Le texte entend permettre aux fédérations de créer leur propre société commerciale, chargée du dossier en lieu et place des actuelles ligues comme la Ligue de football professionnel (LFP).

Le gouvernement pourrait prolonger d’autorité dans certains cas une convention, mais les parlementaires ont plafonné cette durée à six mois renouvelables. La redistribution des droits TV entre clubs serait aussi encadrée, avec un écart maximum d’un à trois, entre le mieux doté et le moins bien doté.

Un compromis trouvé sur la multipropriété des clubs

Les parlementaires ont aussi plafonné les salaires des dirigeants des fédérations. Le même principe doit s’appliquer aux salariés, mais une procédure de dérogation a été insérée en CMP. Elle est censée permettre d’aligner sur le marché des rémunérations de postes-clés, comme le sélectionneur de l’équipe de France de football.

L’autre grand débat concernait la multipropriété d’un club français et d’un autre à l’étranger, l’Assemblée ayant adopté une interdiction ferme. Les parlementaires sont revenus dessus, tout en confiant des pouvoirs à la Direction nationale du contrôle de gestion (DNCG), le gendarme financier du foot, qui pourrait choisir de marquer son opposition à une vente en prononçant par exemple une rétrogradation, s’il considère qu’elle enfreint le principe d’aléa sportif, selon plusieurs sources parlementaires.

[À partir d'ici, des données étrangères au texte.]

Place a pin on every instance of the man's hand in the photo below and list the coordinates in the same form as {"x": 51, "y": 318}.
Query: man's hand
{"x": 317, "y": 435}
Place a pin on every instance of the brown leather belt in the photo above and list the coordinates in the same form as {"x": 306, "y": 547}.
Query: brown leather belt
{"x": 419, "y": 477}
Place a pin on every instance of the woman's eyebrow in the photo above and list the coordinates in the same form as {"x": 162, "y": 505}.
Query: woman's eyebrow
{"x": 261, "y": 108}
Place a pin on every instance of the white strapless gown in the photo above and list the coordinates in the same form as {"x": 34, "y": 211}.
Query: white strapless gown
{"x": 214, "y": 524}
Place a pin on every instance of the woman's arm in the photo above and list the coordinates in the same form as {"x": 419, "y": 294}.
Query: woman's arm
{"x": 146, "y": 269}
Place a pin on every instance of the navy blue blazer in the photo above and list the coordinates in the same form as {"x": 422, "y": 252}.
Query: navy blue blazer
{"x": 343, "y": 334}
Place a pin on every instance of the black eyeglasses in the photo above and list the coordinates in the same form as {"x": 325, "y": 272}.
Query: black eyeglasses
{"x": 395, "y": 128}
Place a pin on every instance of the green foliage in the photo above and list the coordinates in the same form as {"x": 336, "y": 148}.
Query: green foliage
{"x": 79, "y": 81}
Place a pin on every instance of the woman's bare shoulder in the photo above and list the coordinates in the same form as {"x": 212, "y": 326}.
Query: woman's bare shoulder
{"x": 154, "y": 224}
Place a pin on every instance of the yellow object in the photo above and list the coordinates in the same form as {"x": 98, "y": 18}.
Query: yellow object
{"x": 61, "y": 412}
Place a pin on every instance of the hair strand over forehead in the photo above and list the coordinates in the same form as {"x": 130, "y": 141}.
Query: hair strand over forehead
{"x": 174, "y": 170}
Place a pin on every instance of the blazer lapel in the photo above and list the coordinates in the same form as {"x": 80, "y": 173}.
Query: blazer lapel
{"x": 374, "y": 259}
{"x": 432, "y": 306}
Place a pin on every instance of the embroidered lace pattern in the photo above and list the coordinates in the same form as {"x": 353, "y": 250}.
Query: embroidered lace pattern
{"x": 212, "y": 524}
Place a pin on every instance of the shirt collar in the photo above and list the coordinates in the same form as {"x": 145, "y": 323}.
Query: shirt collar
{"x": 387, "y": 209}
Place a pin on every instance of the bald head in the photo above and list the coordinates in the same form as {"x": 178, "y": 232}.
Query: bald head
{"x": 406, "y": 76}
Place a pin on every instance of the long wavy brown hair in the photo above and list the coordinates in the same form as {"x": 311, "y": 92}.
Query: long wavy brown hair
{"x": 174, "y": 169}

S’il aurait préféré maintenir l’interdiction pure et simple, le député « insoumis » Eric Coquerel a salué auprès de l’Agence France-Presse (AFP) « une avancée » : « Ça veut dire qu’on pointe bien le problème de la multipropriété. »

« Les ajustements apportés au texte final préservent l’équilibre recherché : ils confortent les outils de régulation existants, clarifient la gouvernance et sécurisent le cadre dans lequel les clubs peuvent investir dans la formation, les infrastructures et le développement de leurs activités, tout en renforçant les garanties attendues par les pouvoirs publics et les citoyens », ont salué huit clubs de football professionnel, dont l’Olympique de Marseille, Lens et l’Olympique lyonnais, dans un communiqué transmis à l’AFP.

Le texte porte aussi certaines mesures pour populariser les compétitions féminines, lutter en direct contre le piratage ou encadrer les paris sportifs chez les 18-25 ans. La CMP est toutefois revenue sur l’interdiction de la pub pour les paris 5 minutes avant et après un match.